Benny Davidson (left), Tyler Schroeder, and Dominic Davidson watch as their robot attempts to complete a mission during robotics practice at Henkle Middle School. The seventh- and eighth-grade robotics team has made trips to the state robotics competition and is headed there again on Jan. 18, but this is the first year the fourth-, fifth-, and sixth-grade robotics team will get to go to the Intel Oregon FIRST Lego League Championship on Jan. 19 in Hillsboro.
Photo by Amber Marra.
For the first time this year the youngest Lego-leaguers at Henkle Middle School will join their older counterparts at the state competition.
The Henkle Middle School seventh- and eighth-grade Lego League teams will send three teams of five members to the Intel Oregon FIRST Lego League Championship in Hillsboro this Saturday, Jan. 18, and the next day the fourth-, fifth-, and sixth-grade team will compete, as well.

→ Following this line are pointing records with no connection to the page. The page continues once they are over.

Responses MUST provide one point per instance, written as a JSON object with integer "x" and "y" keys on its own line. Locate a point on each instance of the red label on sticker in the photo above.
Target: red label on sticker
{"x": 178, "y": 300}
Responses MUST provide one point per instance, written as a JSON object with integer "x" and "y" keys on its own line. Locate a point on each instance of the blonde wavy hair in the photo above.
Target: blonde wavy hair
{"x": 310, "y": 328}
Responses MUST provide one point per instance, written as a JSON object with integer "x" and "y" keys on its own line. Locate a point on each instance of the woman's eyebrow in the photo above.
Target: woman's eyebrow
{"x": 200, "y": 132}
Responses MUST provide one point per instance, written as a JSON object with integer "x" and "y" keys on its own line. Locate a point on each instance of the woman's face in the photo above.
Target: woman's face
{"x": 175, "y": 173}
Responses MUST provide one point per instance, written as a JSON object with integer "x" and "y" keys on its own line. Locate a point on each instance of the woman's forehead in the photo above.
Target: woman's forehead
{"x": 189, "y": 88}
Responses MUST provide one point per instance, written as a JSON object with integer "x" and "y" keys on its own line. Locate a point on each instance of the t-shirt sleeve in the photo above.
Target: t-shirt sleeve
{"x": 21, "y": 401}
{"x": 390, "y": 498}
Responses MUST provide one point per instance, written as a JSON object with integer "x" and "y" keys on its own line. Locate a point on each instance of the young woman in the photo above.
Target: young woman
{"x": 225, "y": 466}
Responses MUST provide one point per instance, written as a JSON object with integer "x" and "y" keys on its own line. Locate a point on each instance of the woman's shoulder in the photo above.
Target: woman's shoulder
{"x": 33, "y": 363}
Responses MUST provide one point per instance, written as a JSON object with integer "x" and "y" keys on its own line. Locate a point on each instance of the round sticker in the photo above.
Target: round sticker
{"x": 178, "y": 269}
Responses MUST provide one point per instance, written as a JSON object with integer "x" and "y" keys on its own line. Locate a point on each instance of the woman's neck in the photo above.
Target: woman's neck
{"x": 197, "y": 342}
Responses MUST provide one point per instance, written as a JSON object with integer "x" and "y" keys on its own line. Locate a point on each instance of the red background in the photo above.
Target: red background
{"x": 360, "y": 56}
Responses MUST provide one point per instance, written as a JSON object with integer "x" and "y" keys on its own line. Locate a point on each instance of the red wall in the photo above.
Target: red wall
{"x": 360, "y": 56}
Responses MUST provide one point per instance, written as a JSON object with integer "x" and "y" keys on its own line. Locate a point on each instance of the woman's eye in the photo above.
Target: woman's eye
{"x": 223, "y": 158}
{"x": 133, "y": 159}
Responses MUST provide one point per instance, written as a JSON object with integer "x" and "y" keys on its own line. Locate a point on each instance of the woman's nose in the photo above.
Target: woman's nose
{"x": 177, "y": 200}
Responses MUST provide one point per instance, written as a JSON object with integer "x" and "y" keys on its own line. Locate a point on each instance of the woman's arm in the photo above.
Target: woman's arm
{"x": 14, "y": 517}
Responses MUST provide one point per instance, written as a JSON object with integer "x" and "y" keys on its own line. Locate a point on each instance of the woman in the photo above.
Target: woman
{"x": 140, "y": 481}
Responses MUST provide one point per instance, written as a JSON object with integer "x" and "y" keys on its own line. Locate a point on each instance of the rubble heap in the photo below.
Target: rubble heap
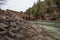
{"x": 13, "y": 27}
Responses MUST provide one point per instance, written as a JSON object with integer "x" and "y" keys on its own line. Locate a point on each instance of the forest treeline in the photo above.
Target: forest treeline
{"x": 45, "y": 10}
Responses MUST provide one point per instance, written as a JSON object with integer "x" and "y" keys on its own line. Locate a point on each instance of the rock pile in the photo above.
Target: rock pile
{"x": 13, "y": 27}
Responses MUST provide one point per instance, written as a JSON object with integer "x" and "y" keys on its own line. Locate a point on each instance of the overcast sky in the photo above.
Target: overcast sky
{"x": 19, "y": 5}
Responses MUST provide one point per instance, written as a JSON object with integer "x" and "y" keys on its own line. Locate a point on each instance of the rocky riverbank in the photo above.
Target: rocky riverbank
{"x": 13, "y": 27}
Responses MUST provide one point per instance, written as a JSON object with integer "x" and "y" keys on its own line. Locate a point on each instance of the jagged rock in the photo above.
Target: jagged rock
{"x": 13, "y": 27}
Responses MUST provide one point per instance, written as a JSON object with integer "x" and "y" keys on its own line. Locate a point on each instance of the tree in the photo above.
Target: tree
{"x": 2, "y": 2}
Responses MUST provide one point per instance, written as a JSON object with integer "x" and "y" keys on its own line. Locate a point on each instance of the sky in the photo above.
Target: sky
{"x": 19, "y": 5}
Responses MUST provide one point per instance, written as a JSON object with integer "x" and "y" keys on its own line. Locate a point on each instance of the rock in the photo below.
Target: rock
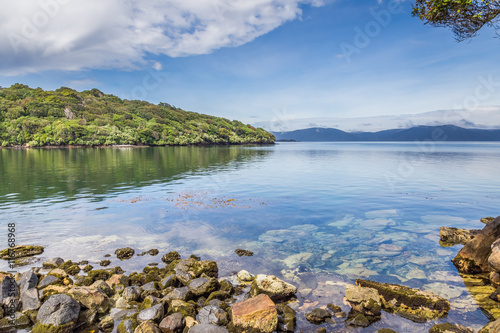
{"x": 53, "y": 263}
{"x": 449, "y": 328}
{"x": 364, "y": 300}
{"x": 20, "y": 251}
{"x": 409, "y": 303}
{"x": 106, "y": 324}
{"x": 147, "y": 327}
{"x": 202, "y": 286}
{"x": 493, "y": 327}
{"x": 171, "y": 256}
{"x": 28, "y": 280}
{"x": 243, "y": 253}
{"x": 183, "y": 294}
{"x": 124, "y": 253}
{"x": 487, "y": 220}
{"x": 47, "y": 280}
{"x": 30, "y": 300}
{"x": 91, "y": 298}
{"x": 131, "y": 294}
{"x": 212, "y": 315}
{"x": 318, "y": 316}
{"x": 188, "y": 269}
{"x": 184, "y": 308}
{"x": 255, "y": 314}
{"x": 272, "y": 286}
{"x": 126, "y": 326}
{"x": 456, "y": 236}
{"x": 207, "y": 328}
{"x": 173, "y": 323}
{"x": 244, "y": 276}
{"x": 154, "y": 313}
{"x": 473, "y": 257}
{"x": 59, "y": 310}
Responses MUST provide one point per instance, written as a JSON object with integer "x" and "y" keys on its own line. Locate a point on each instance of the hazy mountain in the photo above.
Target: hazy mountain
{"x": 479, "y": 118}
{"x": 419, "y": 133}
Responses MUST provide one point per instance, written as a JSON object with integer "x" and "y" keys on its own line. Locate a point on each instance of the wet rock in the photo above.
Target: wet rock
{"x": 59, "y": 310}
{"x": 202, "y": 286}
{"x": 449, "y": 328}
{"x": 124, "y": 253}
{"x": 173, "y": 323}
{"x": 53, "y": 263}
{"x": 243, "y": 253}
{"x": 272, "y": 286}
{"x": 154, "y": 313}
{"x": 20, "y": 251}
{"x": 473, "y": 257}
{"x": 255, "y": 314}
{"x": 487, "y": 220}
{"x": 364, "y": 300}
{"x": 454, "y": 236}
{"x": 409, "y": 303}
{"x": 244, "y": 276}
{"x": 188, "y": 269}
{"x": 184, "y": 308}
{"x": 91, "y": 298}
{"x": 30, "y": 300}
{"x": 131, "y": 294}
{"x": 318, "y": 316}
{"x": 207, "y": 328}
{"x": 492, "y": 327}
{"x": 147, "y": 327}
{"x": 170, "y": 257}
{"x": 212, "y": 315}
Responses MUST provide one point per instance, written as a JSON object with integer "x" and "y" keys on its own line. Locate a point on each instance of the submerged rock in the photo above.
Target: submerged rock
{"x": 255, "y": 314}
{"x": 409, "y": 303}
{"x": 454, "y": 236}
{"x": 20, "y": 251}
{"x": 473, "y": 257}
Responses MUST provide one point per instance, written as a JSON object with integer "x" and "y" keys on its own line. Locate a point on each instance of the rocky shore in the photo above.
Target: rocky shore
{"x": 188, "y": 295}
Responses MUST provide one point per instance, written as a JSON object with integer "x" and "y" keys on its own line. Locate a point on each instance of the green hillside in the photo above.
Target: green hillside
{"x": 35, "y": 118}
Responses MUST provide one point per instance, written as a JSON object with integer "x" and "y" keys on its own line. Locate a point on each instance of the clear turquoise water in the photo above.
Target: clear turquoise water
{"x": 332, "y": 211}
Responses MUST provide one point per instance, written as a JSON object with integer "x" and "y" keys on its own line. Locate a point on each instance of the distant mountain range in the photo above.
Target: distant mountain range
{"x": 484, "y": 117}
{"x": 418, "y": 133}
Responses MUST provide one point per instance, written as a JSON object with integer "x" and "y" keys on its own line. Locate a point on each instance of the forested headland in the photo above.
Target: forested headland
{"x": 36, "y": 118}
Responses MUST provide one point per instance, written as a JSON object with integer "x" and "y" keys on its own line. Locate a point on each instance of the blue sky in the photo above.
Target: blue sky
{"x": 253, "y": 61}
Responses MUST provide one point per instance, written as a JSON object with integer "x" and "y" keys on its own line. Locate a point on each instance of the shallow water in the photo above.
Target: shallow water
{"x": 317, "y": 214}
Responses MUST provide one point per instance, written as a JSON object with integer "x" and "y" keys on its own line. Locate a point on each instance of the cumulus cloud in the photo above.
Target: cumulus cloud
{"x": 38, "y": 35}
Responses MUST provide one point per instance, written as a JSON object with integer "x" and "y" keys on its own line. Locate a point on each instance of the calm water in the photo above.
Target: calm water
{"x": 318, "y": 214}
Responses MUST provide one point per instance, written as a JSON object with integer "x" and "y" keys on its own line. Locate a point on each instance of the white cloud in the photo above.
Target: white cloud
{"x": 37, "y": 35}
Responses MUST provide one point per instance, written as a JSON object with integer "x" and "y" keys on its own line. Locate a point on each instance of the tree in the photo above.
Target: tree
{"x": 464, "y": 17}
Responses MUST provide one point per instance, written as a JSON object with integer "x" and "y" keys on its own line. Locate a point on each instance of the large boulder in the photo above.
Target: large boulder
{"x": 255, "y": 314}
{"x": 454, "y": 236}
{"x": 409, "y": 303}
{"x": 271, "y": 286}
{"x": 58, "y": 312}
{"x": 473, "y": 257}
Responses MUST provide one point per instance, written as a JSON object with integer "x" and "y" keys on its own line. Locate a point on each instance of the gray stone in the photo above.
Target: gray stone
{"x": 27, "y": 281}
{"x": 173, "y": 324}
{"x": 154, "y": 313}
{"x": 58, "y": 310}
{"x": 131, "y": 294}
{"x": 47, "y": 280}
{"x": 207, "y": 328}
{"x": 29, "y": 300}
{"x": 183, "y": 294}
{"x": 212, "y": 315}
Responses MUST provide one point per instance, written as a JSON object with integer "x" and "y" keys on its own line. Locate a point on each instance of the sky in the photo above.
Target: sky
{"x": 256, "y": 61}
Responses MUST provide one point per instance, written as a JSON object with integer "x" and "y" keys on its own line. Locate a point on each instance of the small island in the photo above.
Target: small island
{"x": 64, "y": 117}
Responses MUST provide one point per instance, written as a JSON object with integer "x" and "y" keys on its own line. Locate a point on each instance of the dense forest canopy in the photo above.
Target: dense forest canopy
{"x": 35, "y": 118}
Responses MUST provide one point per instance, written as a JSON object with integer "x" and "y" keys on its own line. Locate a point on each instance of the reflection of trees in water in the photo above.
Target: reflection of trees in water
{"x": 43, "y": 173}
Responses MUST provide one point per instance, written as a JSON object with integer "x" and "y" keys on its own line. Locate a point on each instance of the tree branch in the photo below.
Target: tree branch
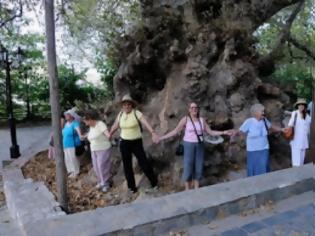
{"x": 3, "y": 23}
{"x": 285, "y": 33}
{"x": 303, "y": 48}
{"x": 266, "y": 63}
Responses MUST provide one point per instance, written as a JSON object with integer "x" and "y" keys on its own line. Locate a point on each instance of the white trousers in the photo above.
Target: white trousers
{"x": 297, "y": 156}
{"x": 72, "y": 162}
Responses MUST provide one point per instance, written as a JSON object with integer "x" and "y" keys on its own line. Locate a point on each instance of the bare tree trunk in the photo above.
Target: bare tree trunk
{"x": 61, "y": 178}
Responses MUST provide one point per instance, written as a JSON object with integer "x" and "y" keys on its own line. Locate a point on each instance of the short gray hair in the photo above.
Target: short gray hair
{"x": 256, "y": 108}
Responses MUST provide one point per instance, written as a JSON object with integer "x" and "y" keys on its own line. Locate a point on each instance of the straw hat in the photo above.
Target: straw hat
{"x": 127, "y": 98}
{"x": 72, "y": 113}
{"x": 300, "y": 101}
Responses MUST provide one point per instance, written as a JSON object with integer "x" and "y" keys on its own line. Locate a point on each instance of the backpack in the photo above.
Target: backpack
{"x": 139, "y": 123}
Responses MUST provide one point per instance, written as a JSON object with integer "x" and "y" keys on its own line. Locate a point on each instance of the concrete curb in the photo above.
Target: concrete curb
{"x": 28, "y": 201}
{"x": 175, "y": 211}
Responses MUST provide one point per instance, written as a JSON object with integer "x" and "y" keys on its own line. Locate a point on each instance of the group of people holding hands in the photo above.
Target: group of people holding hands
{"x": 131, "y": 122}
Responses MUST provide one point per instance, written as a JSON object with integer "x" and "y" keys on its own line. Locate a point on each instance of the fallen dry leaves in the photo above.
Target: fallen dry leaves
{"x": 82, "y": 194}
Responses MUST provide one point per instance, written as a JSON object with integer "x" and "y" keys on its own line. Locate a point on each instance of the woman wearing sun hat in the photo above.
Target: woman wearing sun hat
{"x": 194, "y": 128}
{"x": 301, "y": 123}
{"x": 130, "y": 122}
{"x": 71, "y": 135}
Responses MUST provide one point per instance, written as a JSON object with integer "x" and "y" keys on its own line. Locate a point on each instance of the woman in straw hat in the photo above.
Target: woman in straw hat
{"x": 71, "y": 135}
{"x": 130, "y": 122}
{"x": 194, "y": 128}
{"x": 100, "y": 145}
{"x": 301, "y": 123}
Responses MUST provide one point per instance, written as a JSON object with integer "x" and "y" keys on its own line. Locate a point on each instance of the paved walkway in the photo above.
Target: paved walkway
{"x": 291, "y": 217}
{"x": 30, "y": 139}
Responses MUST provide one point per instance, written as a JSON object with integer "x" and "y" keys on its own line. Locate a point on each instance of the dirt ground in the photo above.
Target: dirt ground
{"x": 2, "y": 196}
{"x": 81, "y": 191}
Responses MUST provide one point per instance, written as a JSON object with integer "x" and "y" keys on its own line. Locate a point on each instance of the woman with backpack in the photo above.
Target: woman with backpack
{"x": 130, "y": 122}
{"x": 194, "y": 127}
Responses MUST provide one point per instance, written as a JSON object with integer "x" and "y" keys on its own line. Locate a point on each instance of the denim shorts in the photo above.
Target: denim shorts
{"x": 193, "y": 161}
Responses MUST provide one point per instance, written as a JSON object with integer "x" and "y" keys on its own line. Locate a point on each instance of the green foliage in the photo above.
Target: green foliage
{"x": 75, "y": 88}
{"x": 294, "y": 68}
{"x": 107, "y": 70}
{"x": 297, "y": 75}
{"x": 99, "y": 26}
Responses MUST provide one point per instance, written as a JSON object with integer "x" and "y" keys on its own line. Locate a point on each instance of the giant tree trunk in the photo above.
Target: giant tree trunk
{"x": 61, "y": 178}
{"x": 203, "y": 51}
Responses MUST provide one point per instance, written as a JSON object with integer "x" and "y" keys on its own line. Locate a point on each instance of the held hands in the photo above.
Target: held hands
{"x": 229, "y": 132}
{"x": 155, "y": 138}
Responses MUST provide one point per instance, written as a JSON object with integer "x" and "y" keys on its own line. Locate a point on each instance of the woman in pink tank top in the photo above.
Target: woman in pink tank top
{"x": 194, "y": 127}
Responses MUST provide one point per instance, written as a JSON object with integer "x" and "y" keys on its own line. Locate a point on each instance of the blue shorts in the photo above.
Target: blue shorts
{"x": 193, "y": 161}
{"x": 257, "y": 162}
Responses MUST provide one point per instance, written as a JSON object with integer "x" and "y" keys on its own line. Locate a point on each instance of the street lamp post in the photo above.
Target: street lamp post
{"x": 4, "y": 60}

This year’s Lego League theme is “Nature’s Fury,” meaning groups of students had to identify a natural disaster and figure out an innovative way to respond to it as part of the project portion of the competition. “The Robot Game,” where students navigate a natural disaster with a robot they built with Legos and programmed themselves is the second portion and meeting the FIRST Lego League Core Values is the third.
Michael Hannigan, who teaches the robotics elective along with eighth-grade science and US history at Henkle, said three of his teams of seventh- and eighth-graders qualified for the state competition during regionals at Wy’East Middle School in December.
The older team also took home the Rising Star award, which is given to the up-and-coming team. They also received trophies for best project, based on a team’s research; innovative solutions; and presentation, and the Core Values award.
“I was really psyched this year. We really knocked it out of the park,” Hannigan said.
The qualifying projects by the seventh- and eighth-grade teams included one focusing on how skyscrapers stay intact during an earthquake.
“They had a pretty innovative idea because they’re already using harmonic dampeners to control the sway of buildings in high winds, so they extended that idea to control the sway of a building during an earthquake, so that was really kind of cool and innovative,” Hannigan said.
Another qualifying group’s project developed a robot that would be used to dig fire lines and the final seventh- and eighth-grade group took a leaf out of Insitu’s book by envisioning an unmanned aircraft that could bring fire retardant chemicals to firefighters who find themselves in danger.
The seventh- and eighth-grade robotics teams have gone to the state competition in years past, but this is the first time the younger team will also get to compete. Lia Davidson, who volunteers as the younger team’s mentor, was pleased when her team took home the Core Values award from the regional competition.
The Core Values award is presented to the team that exhibits inspiration, teamwork, and gracious professionalism.
“I’m so amazed by them. I just love seeing this from the kids,” Davidson said.
The younger team’s project focuses on how communities can better respond to a volcanic eruption. Like others, the younger team will also have to work on completing missions with the robot they designed, which has to navigate a disaster area made of Legos and pick up supplies, launch airplanes, and unleash “water” to a specific point on the board.
The fourth-, fifth-, and sixth-grade Lego League team will compete this Sunday, Jan. 19, but the younger team will also be at the White Salmon Community Library on Saturday, Jan. 18, from 11 a.m. to noon, conducting a Lego League demonstration for anyone who is interested in participating in the future.
“It’s pretty awesome. Last year we only got one trophy and I’m really excited we made it farther this year,” said Eileen Wendell, 11, a Lego League team member.